It starts with shipping


Call me “old school” but I believe in shipping. Trying isn’t enough. Getting close isn’t enough. Good ideas aren’t enough. You’ve got to ship.


It used to be that interviews started with, “What have you shipped?” If you hadn’t shipped recently, “Why?” Why? Because you can’t deliver customer value if you don’t deliver. You can’t iterate and improve without finishing an iteration. You can’t get customer feedback without customers.


People used to complain that promotions and rewards were disproportionally distributed to those who shipped. I say, “Absolutely, that’s how it should be.” Does this hurt quality? No, you set a high minimum quality bar and ship. Does it hurt innovation? No, innovators have always risked an initial drop in pay to receive a big payoff should they deliver.



Eric Aside


Some people complain that the big payoff doesn’t exist at Microsoft for innovative ideas. Those people haven’t shipped. The people who successfully ship innovative ideas are the ones who become our organizational and technical leaders.


It all starts with shipping. This is particularly apt with services, where everything literally starts with shipping, and where I’m focusing the rest of this column. Our critics claim that in the new world of services Microsoft has forgotten how to ship. Perhaps, but Microsoft has forgotten more about shipping than most companies will ever know. We just need some reminders and reeducation, especially when it comes to services.



Eric Aside


Does a focus on shipping drive death marches? No, death marches delay shipping. As I wrote in “Marching to death” (chapter 1), death marches result from a lack of planning and courage. This is particularly important to understand in the services world where sustainable shipping is critical to long term success.


I offer you my service


How much about shipping services has Microsoft forgotten or doesn’t get, according to critics? Not as much as they would have you believe, but enough to make you think. Let’s go over the herrings and the heartaches, mixed with a little happiness.


The red herrings:


§  Services make you think about everything differently.


§  Services center on data while packaged products center on functionality.


§  Services have greater security concerns than packaged products.


§  Services have serious issues with dependencies.


§  Services demand higher quality and faster iterations than packaged products.


The heartaches (and happiness):


§  Services run across hundreds of machines, not on a single client.


§  Services must scale out automatically.


§  Services are easier to switch than packaged products.


§  Service upgrades hit everyone instantly.


§  Services are living, changing things.


Let’s break these down, starting with the red herrings.


What is that smell?


The first services red herring is a big one, “Services change everything.” As I addressed in At your service, this is total bovine fertilizer. Services start and end with helping customers achieve their goals, just like all products ever. You focus on the customer experience and what they hope to accomplish or you lose. End of story.

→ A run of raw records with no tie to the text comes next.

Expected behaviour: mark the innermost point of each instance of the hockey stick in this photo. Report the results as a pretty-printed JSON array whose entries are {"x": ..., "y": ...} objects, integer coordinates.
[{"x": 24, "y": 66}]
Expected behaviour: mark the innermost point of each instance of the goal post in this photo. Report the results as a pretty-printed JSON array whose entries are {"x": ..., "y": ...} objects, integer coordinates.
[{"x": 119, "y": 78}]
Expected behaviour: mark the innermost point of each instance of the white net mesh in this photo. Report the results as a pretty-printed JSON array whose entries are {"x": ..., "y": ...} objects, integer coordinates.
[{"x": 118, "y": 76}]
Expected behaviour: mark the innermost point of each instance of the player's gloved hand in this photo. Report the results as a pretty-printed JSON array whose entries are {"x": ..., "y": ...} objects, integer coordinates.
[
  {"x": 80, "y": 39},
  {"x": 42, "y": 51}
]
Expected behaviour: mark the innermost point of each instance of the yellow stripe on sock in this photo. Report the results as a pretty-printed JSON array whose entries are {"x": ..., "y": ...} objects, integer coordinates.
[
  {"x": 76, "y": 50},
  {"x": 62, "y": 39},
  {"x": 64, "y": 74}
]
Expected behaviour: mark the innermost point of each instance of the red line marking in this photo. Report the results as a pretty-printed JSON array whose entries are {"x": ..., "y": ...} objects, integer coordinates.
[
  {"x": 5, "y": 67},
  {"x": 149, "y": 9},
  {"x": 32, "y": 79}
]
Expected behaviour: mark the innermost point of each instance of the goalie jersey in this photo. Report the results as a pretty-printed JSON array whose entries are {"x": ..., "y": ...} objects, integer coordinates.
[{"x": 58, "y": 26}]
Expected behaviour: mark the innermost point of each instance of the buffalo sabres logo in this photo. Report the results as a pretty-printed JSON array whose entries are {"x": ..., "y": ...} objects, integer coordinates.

The next three red herrings—centering on data, security concerns, and dependency issues—all apply just as well to shipping packaged products, though it may have taken us longer to realize it. You can’t expose data format changes to customers without chasing them away, on the client or the server. There isn’t a computer product or service today that isn’t vulnerable to attack—you must secure them all. Finally, if you think external dependencies aren’t problematic on the client, you clearly don’t use many drivers. I’m not saying these aren’t real issues—I’m saying they aren’t new or specific to services.


The last red herring is among the most common concerns raised about why shipping services differs from shipping packaged products—high availability and Internet time. Look, it’s not okay for packaged products to never work or require a reboot every time you use them; at least it hasn’t been for quite some time. The quality bar is no different for services, though there are plenty of services that fail constantly.


As for Internet time, that hit packaged products a decade ago with the introduction of Windows Update. And if you think that those patches are just security fixes, you haven’t been paying attention. More and more we are fixing all kinds of experience issues shortly after customers report them, for services and packaged products. That’s a great thing for customers.


However, gradually improving the customer experience every month or every day isn’t enough. Both services and packaged products need to ship significant, orchestrated updates to deliver breakthrough customer value. Facebook wasn’t going to gradually update itself into Twitter any more than Vista would gradually update itself into Windows 7. You must focus on what the customer is trying to accomplish, and sometimes that isn’t a quick change.



Eric Aside


The best way to learn how to ship is to do it early and often. Make every build a shippable build. Build every day and rebuild the entire system at least every week. Deploy regular tech previews and betas. Deploy regular incremental updates and fixes into production. Ship early, ship often. Practice makes perfect.


There are too many of them


However, not everything about shipping packaged products applies to shipping services. There are mental, process, and team adjustments that you need to make.


First and foremost is that services run across hundreds or thousands of machines dispersed in multiple data centers worldwide. Sometimes functionality and data are replicated. Sometimes functionality and data are specialized. Usually, it’s a combination of both for scale and reliability. Naturally, this presents design and synchronization problems but plenty of books have been written about that (read don’t rediscover). The less obvious challenges are around debugging and deployment.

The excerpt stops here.